For the second day in a row, Republican legislators on Wednesday shot down legislation that would expand mail-in voting in Louisiana.
The state Senate and Governmental Affairs refused Wednesday Senate Bill 486 by Sen. Regina Barrow, D-Baton Rouge, on a 6-3 vote, with all Republicans opposing and three Democrats supporting.
A similar measure by Rep. Mandie Landry, D-New Orleans, was killed Tuesday by 9-5 party-line vote in the House and Governmental Affairs.
Since the coronavirus outbreak, many states have expanded voting by mail in efforts to limit the spread of the virus. Even before the virus, voters in Colorado, Oregon and Washington voted entirely by mail in all elections, and red states such as Alaska, Montana, Utah and Wyoming have switched to mail-in ballots for this year’s presidential primary.
Michigan, a key swing state, announced Tuesday that it would send applications for mail-in absentee ballots to all its voters in this year’s elections, and Nevada recently announced that its primaries would be conducted through mail-in ballots.
President Donald Trump, who opposes mail voting, threatened on Wednesday to withhold federal funds from the states for doing so, though federal officials do not have control over state election rules. Trump won Michigan in 2016, while the Democratic nominee, Hillary Clinton, narrowly carried Nevada.
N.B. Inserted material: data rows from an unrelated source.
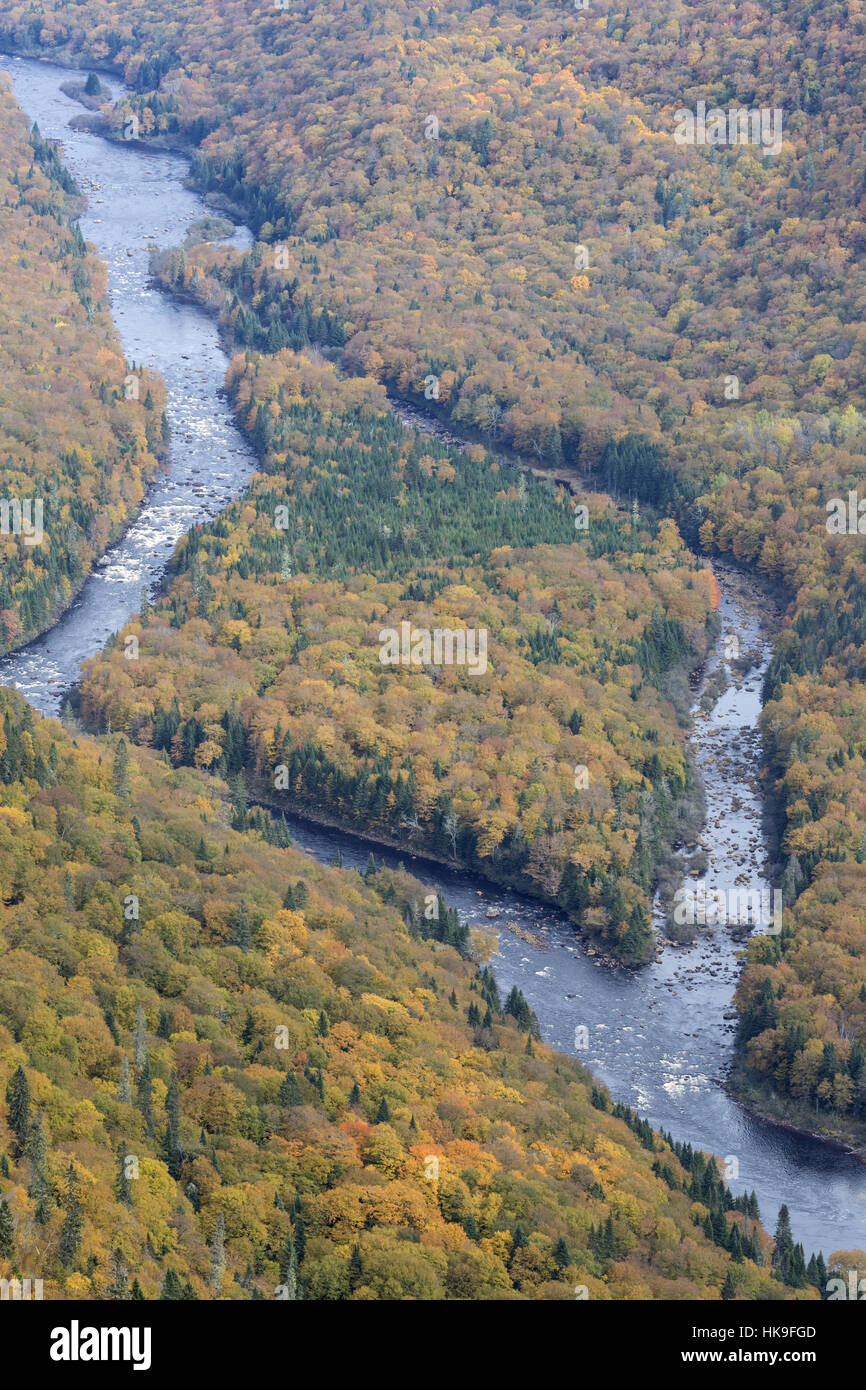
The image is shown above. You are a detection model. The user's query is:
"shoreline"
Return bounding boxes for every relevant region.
[1,47,865,1158]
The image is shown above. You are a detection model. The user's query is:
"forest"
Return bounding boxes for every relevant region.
[76,341,717,963]
[0,0,866,1297]
[0,76,165,652]
[0,691,817,1300]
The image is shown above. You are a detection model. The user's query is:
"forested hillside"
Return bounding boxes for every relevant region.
[0,76,164,652]
[0,0,866,1178]
[0,692,824,1300]
[72,341,716,962]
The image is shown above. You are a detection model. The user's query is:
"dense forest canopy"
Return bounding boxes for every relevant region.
[0,0,866,1297]
[0,692,811,1300]
[0,76,164,652]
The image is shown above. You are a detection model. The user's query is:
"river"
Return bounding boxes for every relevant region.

Both states have Democratic governors.
Trump and other Republicans claim that expanding mail-in voting would lead to voter fraud, although national data shows voter fraud is rare, especially when using mail-in ballots.
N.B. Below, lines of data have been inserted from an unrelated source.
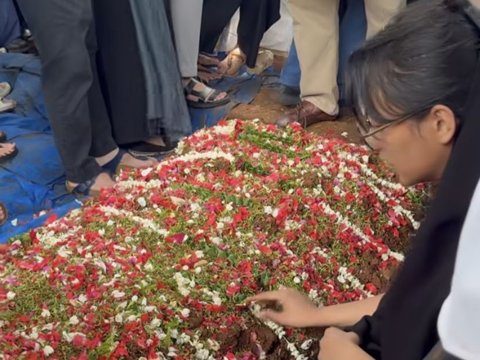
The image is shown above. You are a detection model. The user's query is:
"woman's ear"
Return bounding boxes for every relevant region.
[429,105,457,145]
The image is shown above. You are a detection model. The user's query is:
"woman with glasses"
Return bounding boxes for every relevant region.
[250,0,480,360]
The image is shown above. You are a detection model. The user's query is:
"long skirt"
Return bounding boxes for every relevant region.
[93,0,191,144]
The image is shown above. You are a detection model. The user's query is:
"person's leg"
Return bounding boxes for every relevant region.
[365,0,407,39]
[289,0,339,115]
[0,0,21,47]
[170,0,203,78]
[280,42,301,88]
[237,0,280,68]
[86,16,118,158]
[19,0,108,183]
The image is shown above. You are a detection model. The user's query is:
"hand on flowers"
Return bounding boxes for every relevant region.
[318,328,372,360]
[247,288,319,327]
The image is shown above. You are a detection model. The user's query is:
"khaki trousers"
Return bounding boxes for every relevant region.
[289,0,406,115]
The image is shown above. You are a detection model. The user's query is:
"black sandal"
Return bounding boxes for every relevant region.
[65,174,100,197]
[128,141,177,158]
[185,78,230,109]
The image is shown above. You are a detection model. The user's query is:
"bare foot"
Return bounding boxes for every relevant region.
[218,47,247,76]
[198,69,223,83]
[198,53,220,66]
[67,172,115,194]
[0,203,8,226]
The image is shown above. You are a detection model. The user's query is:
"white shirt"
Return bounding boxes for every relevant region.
[437,179,480,360]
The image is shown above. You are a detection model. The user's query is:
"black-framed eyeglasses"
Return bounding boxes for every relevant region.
[353,105,433,140]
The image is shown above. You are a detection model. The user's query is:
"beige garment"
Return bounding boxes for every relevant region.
[289,0,406,115]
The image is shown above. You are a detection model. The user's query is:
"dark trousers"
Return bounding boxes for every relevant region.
[18,0,117,182]
[200,0,280,67]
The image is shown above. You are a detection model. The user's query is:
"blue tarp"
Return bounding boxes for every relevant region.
[0,54,262,243]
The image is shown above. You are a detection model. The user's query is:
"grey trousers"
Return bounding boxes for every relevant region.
[18,0,117,183]
[170,0,203,77]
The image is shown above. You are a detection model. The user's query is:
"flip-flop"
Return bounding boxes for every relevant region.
[65,173,107,198]
[0,203,8,226]
[219,50,247,77]
[0,143,18,164]
[0,99,17,113]
[0,82,12,100]
[102,149,155,176]
[184,78,230,109]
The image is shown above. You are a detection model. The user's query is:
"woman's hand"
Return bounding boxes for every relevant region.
[247,289,320,327]
[318,328,373,360]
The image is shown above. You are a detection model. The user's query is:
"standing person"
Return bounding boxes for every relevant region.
[170,0,230,108]
[250,0,480,360]
[277,0,406,127]
[200,0,280,76]
[18,0,155,195]
[93,0,192,157]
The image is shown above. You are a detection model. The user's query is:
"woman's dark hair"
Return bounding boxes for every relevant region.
[346,0,479,124]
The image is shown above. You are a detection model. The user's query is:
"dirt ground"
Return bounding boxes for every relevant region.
[228,88,361,143]
[228,53,361,143]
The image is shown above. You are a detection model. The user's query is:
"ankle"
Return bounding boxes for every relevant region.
[95,148,120,166]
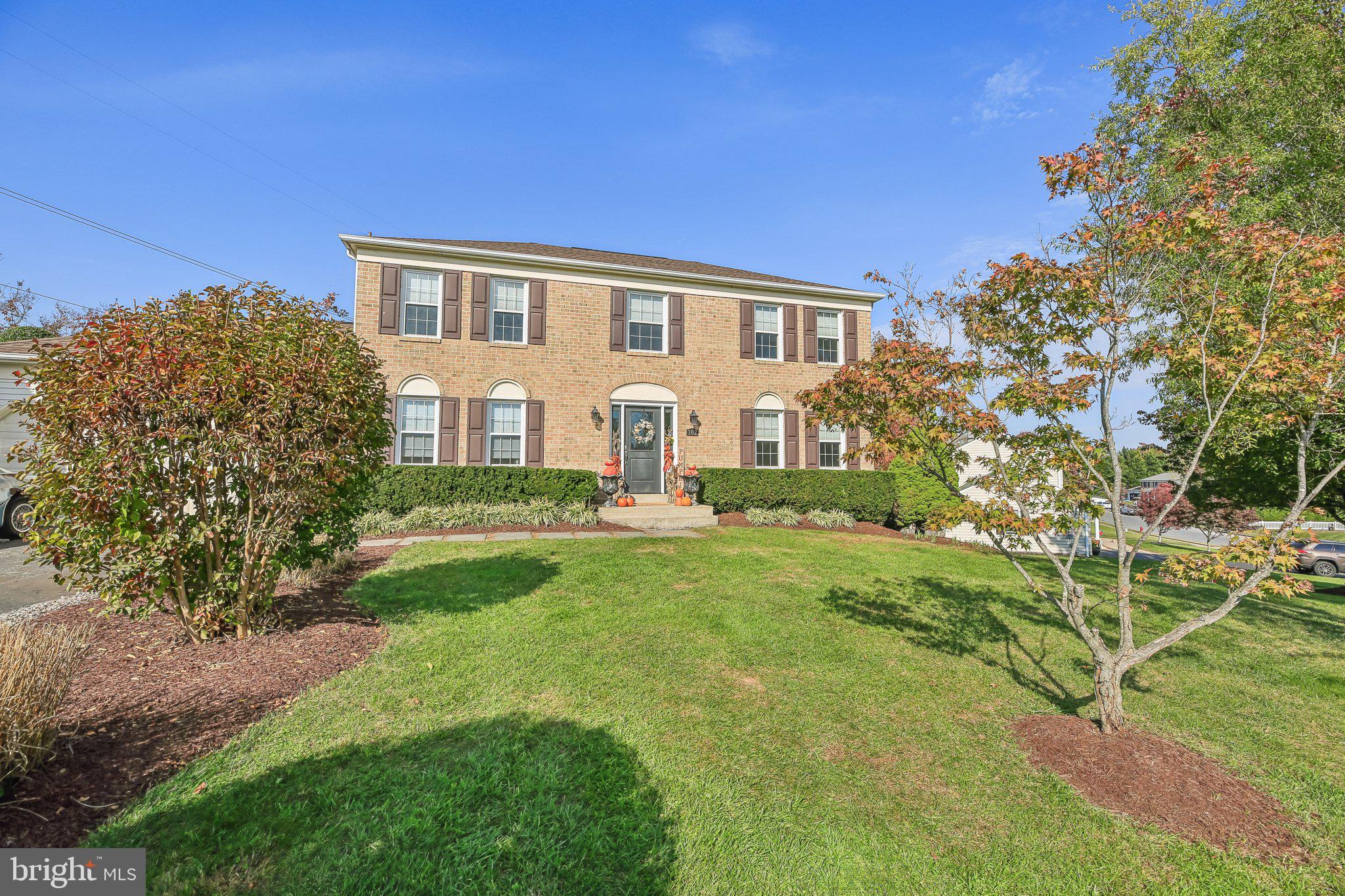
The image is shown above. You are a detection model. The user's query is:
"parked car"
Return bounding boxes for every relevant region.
[0,471,32,539]
[1289,542,1345,576]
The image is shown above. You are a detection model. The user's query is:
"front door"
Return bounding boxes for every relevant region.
[625,404,663,494]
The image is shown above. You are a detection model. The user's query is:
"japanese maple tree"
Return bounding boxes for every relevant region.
[1136,482,1196,544]
[15,284,389,642]
[801,139,1345,732]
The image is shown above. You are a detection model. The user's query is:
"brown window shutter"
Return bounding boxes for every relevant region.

Democrats have pushed to expand voting by mail to give access to voters who may be concerned about going to the polls, especially with the risks from the COVID-19 pandemic. Louisiana’s absentee voting laws allow registered voters to vote by mail, but only under certain conditions such as military deployment, being away for college, or being 65 years of age or older. Barrow’s bill proposed removing these requirements.
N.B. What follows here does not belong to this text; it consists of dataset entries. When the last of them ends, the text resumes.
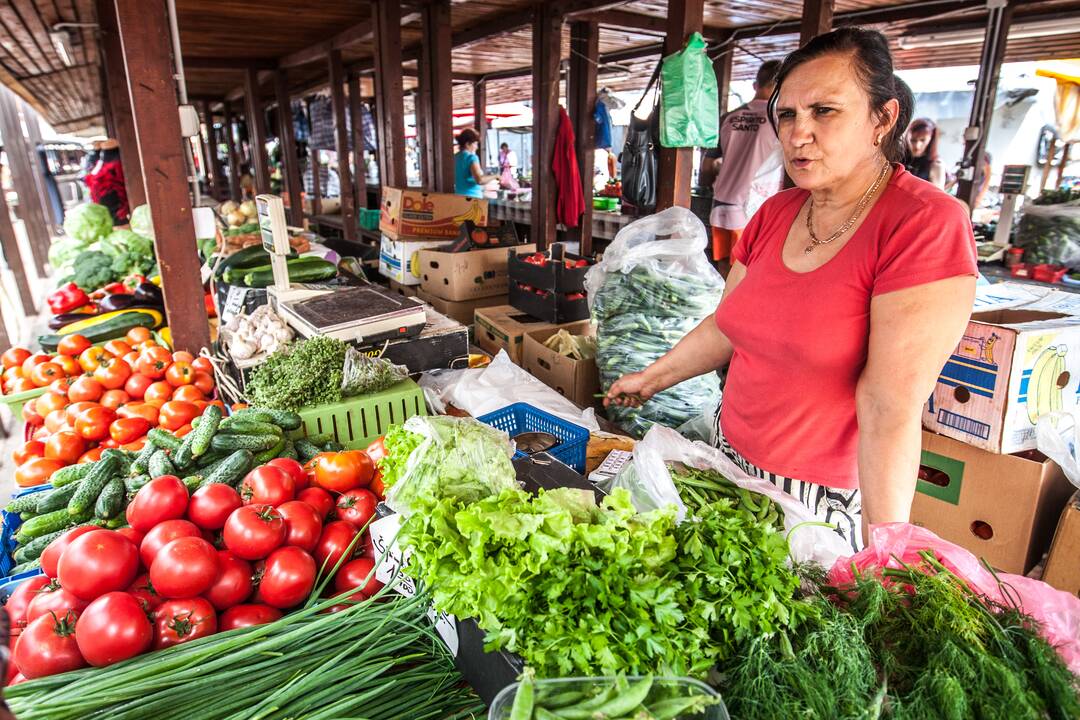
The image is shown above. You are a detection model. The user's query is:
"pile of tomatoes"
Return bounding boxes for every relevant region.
[6,451,381,683]
[7,327,219,487]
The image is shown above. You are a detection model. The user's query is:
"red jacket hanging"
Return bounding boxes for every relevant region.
[551,107,585,228]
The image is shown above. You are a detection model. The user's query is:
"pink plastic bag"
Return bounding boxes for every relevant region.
[828,522,1080,675]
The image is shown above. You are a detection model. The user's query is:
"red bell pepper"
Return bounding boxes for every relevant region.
[45,283,90,315]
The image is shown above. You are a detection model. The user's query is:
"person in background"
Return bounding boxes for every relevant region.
[454,127,499,198]
[904,118,945,188]
[499,142,517,190]
[706,60,784,277]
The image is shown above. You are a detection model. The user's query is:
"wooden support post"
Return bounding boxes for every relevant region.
[244,67,270,194]
[273,69,303,228]
[372,0,406,188]
[799,0,836,45]
[657,0,704,210]
[328,50,360,243]
[0,160,37,313]
[566,21,600,255]
[97,0,146,209]
[0,87,50,277]
[222,100,243,203]
[117,0,210,354]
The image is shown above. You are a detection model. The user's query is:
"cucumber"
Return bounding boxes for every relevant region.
[203,450,253,486]
[146,427,183,452]
[66,451,120,517]
[94,475,124,520]
[49,462,97,488]
[185,405,221,458]
[35,483,82,515]
[15,507,76,545]
[148,450,176,477]
[211,434,281,452]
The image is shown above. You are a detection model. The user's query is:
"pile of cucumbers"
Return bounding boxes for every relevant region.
[4,405,343,574]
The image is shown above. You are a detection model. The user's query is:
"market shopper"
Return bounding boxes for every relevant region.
[454,127,499,198]
[904,118,945,188]
[606,28,976,547]
[705,60,784,276]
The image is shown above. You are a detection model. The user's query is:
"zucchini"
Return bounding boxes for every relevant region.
[203,450,253,486]
[185,405,221,458]
[35,483,82,515]
[211,434,281,452]
[146,427,183,457]
[49,462,97,488]
[94,475,124,520]
[66,452,120,518]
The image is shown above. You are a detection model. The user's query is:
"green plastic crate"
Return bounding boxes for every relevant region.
[296,380,428,450]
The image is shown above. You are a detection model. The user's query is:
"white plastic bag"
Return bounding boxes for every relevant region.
[612,425,851,568]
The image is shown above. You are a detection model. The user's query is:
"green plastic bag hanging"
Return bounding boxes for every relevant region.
[660,32,720,148]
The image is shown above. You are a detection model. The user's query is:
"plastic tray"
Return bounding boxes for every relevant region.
[294,380,428,450]
[487,676,730,720]
[476,403,589,473]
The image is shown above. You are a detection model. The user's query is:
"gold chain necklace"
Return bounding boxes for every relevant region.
[802,162,889,255]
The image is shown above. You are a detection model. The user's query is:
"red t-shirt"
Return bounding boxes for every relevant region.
[716,165,977,489]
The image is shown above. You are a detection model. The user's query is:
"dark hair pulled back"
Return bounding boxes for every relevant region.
[769,27,915,162]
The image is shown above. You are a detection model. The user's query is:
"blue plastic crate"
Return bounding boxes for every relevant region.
[476,403,589,473]
[0,484,53,582]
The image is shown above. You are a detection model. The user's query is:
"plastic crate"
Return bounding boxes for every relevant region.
[476,403,589,473]
[294,380,428,450]
[0,484,53,578]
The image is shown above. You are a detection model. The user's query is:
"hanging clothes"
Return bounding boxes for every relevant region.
[593,97,611,150]
[551,107,585,228]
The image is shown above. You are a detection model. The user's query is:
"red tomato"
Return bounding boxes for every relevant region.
[334,557,382,600]
[153,597,217,650]
[337,489,379,528]
[188,483,244,530]
[126,475,188,533]
[4,575,49,629]
[26,580,90,623]
[267,458,308,492]
[150,536,218,598]
[203,551,254,611]
[315,520,360,572]
[240,465,296,507]
[278,500,323,553]
[222,505,285,560]
[75,593,153,667]
[217,603,281,633]
[56,530,138,600]
[255,546,316,609]
[41,525,99,578]
[311,450,375,492]
[127,572,165,611]
[109,418,153,444]
[296,488,334,520]
[138,520,202,568]
[14,612,86,678]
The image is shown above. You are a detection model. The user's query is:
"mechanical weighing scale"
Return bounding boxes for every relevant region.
[255,194,427,344]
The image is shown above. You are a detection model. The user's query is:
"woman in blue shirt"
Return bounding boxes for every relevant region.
[454,127,499,198]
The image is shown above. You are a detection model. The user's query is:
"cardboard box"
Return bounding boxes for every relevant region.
[522,321,600,407]
[379,235,444,285]
[922,296,1080,453]
[912,432,1072,574]
[379,186,487,240]
[420,244,536,304]
[475,305,559,365]
[410,285,507,325]
[1042,491,1080,596]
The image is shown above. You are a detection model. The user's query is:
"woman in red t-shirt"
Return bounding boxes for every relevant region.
[608,28,977,548]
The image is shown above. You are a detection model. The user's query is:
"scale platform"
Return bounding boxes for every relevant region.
[278,285,427,344]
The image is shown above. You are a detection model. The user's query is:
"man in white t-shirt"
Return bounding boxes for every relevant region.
[706,60,784,276]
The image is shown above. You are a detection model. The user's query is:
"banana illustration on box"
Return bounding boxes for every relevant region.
[1027,343,1068,425]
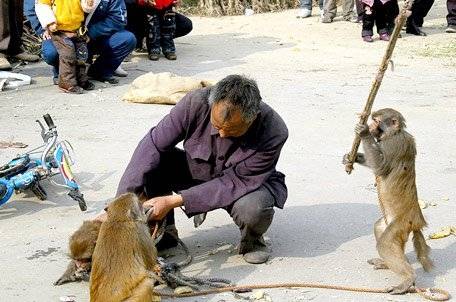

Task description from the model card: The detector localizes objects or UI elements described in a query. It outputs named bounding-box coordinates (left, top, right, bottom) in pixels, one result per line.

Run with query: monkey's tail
left=413, top=230, right=434, bottom=272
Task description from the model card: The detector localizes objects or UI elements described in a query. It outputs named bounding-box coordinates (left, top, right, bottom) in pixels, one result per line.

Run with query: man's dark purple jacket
left=117, top=88, right=288, bottom=216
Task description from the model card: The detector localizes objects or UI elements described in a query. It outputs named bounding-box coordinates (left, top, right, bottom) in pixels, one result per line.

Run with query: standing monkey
left=344, top=108, right=432, bottom=294
left=90, top=193, right=160, bottom=302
“Voting is a fundamental right that I stand very strongly on,” said Barrow. “I think it’s important that we do not suppress the vote.”
Proponents argued that groups that are already underrepresented, such as African Americans, are especially harmed by current absentee voting requirements.
A majority of the people who have died from COVID-19 in Louisiana are African Americans. While African Americans make up a little over 30% of the state’s population, nearly 70% of the people who have died from COVID-19 are black, according to Gov. John Bel Edwards.
The Southern Poverty Law Center, the Fair Elections Center and Arnold & Porter, a national law firm, filed a suit Tuesday against Edwards, Secretary of State Kyle Ardoin and other state officials over what it called the state’s lack of safe voting options during the pandemic.
The lawsuit claims the current absentee ballot requirements violate the First and Fourteenth Amendments by placing an undue burden on the fundamental right to vote and denying voters due process.
“We should not be making folks make the choice of protecting their health and going to vote,” said Mike McClanahan, the president of the NAACP Louisiana State Conference.
Ardoin, a Republican, and Edwards, a Democrat, had agreed on an emergency election plan that would have made mail-in absentee ballots available in the presidential primary in July to anyone affected by the coronavirus or who did not want to vote in person for fear of catching it.
But Republican lawmakers objected to that plan in March. Under a compromise approved by the Legislature, Louisiana residents who are already allowed to mail in absentee ballots, such as those age 65 and older, will be able to vote by mail in the presidential primary and in state elections in August. Because of the threat from the virus, people with serious medical conditions or those who are quarantined or taking care of someone quarantined also will be able to mail ballots.
Lawmakers also blocked other proposals by Ardoin to temporarily allow voting by mail for people between ages 60 and 65 or those caring for a child whose school was closed. They also rejected his plan to extend early voting in person to 13 days from seven.